Comment 5 Martin Sivák 2016-06-01 12:41:04 UTC

Except we won't know that, because the engine will collect the result first sometimes. We need to be able to start listening to the events between vdsm and engine to handle this properly.

Comment 6 Roy Golan 2016-06-29 09:07:15 UTC

(In reply to Martin Sivák from comment #5)
> Except we won't know that, because the engine will collect the result first
> sometimes. We need to be able to start listening to the events between vdsm
> and engine to handle this properly.

+1

Comment 7 Martin Sivák 2016-09-27 15:56:41 UTC

We can only solve this by monitoring the event stream between vdsm - engine, because we have no way of detecting a finished migration or stopped VM soon enough (the engine calls destroy almost immediately and the status in vdsm is then lost).

Comment 8 Piotr Kliczewski 2016-09-28 06:43:54 UTC

What about querying vdsm source or destination for the vm?

Comment 9 Martin Sivák 2016-09-29 07:59:28 UTC

We are querying the source (localhost).

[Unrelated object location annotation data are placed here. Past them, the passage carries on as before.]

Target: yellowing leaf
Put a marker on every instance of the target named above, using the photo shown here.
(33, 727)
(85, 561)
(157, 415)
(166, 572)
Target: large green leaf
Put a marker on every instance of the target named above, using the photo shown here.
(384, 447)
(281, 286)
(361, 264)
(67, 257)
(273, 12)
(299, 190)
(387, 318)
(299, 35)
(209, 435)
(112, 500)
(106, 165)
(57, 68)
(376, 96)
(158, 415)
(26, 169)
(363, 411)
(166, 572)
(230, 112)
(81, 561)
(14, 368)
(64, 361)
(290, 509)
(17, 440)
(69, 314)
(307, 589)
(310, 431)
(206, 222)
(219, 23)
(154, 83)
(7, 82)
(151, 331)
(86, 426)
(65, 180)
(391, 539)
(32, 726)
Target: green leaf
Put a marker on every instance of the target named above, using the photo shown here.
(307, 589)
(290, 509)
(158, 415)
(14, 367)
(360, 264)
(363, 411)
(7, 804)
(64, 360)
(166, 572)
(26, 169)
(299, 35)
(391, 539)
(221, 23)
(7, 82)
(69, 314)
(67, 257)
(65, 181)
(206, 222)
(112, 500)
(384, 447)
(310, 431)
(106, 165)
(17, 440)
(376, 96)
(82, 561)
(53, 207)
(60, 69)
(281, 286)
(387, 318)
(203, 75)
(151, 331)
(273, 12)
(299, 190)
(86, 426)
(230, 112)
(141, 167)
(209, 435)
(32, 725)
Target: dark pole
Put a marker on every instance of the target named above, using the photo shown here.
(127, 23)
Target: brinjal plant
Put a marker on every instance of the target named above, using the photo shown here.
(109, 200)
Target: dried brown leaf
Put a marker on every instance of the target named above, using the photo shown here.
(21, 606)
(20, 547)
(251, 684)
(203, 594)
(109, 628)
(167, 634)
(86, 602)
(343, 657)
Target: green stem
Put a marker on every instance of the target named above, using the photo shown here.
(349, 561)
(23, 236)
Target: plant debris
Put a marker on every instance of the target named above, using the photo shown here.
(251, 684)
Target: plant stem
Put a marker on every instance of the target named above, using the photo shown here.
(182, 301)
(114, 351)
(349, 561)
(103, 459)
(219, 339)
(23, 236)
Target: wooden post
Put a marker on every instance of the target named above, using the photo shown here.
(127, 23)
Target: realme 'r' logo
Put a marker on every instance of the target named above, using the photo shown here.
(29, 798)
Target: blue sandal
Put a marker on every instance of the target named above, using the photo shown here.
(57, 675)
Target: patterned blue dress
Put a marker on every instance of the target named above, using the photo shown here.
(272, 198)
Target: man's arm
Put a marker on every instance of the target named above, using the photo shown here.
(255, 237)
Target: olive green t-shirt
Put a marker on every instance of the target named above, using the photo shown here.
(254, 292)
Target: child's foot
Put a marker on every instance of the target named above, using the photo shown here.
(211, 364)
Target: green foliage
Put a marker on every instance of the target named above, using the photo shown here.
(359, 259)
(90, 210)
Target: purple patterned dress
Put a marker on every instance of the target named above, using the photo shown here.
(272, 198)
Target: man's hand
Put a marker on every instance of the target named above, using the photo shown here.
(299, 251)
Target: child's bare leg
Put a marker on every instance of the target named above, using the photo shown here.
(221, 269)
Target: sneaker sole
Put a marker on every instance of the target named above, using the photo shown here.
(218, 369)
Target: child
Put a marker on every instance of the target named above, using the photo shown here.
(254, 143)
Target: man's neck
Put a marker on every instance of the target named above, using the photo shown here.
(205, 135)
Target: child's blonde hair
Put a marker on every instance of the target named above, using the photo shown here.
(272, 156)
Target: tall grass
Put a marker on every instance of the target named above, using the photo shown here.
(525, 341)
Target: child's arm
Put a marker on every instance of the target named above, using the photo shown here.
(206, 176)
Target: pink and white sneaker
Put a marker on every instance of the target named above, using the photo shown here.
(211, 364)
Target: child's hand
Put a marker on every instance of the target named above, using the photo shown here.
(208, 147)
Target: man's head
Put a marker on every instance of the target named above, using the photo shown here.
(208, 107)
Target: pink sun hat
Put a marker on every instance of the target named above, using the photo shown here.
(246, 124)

But the VM just suddenly disappears when the migration is finished - migration finished, event to engine, engine calls destroy, vdsm removes all traces about the vm.

MOM will never talk to anybody else than the local VDSM or libvirt.

Comment 10 Doron Fediuck 2017-07-26 08:59:54 UTC

Is this still relevant when we move to event monitoring?
If so, is it relevant for 4.2?

Comment 11 Martin Sivák 2017-07-26 09:13:48 UTC

The event monitoring would fix it. This bug actually depends on one of the event monitoring bugs.

Comment 12 Michal Skrivanek 2017-07-26 09:17:08 UTC

how exactly would it fix it? can you enumerate the exact flow of actions?

Comment 13 Martin Sivák 2017-07-26 10:05:46 UTC

By actually telling MOM that the VM is not available anymore? We can then use that information to not request data from VDSM..

Comment 14 Michal Skrivanek 2017-07-26 10:13:44 UTC

how does that solve a situation of MOM receiving this event while there is an inflight getVmMemoryStats request in vdsm already?

Comment 15 Martin Sivák 2017-07-26 14:36:35 UTC

This is about MOM traceback not vdsm. And the event means the VM finished and there is a result to be collected. It takes time for the VM structure to be destroyed and that is another request that needs to be done from the engine first. So it will not break any in-flight requests. And not other requests will be done since MOM will know that someone is about to call VM.destroy.

Comment 19 Martin Sivák 2018-01-17 11:52:01 UTC

This is just annoying and we have too many other issues for now. Please reopen if it appears too often.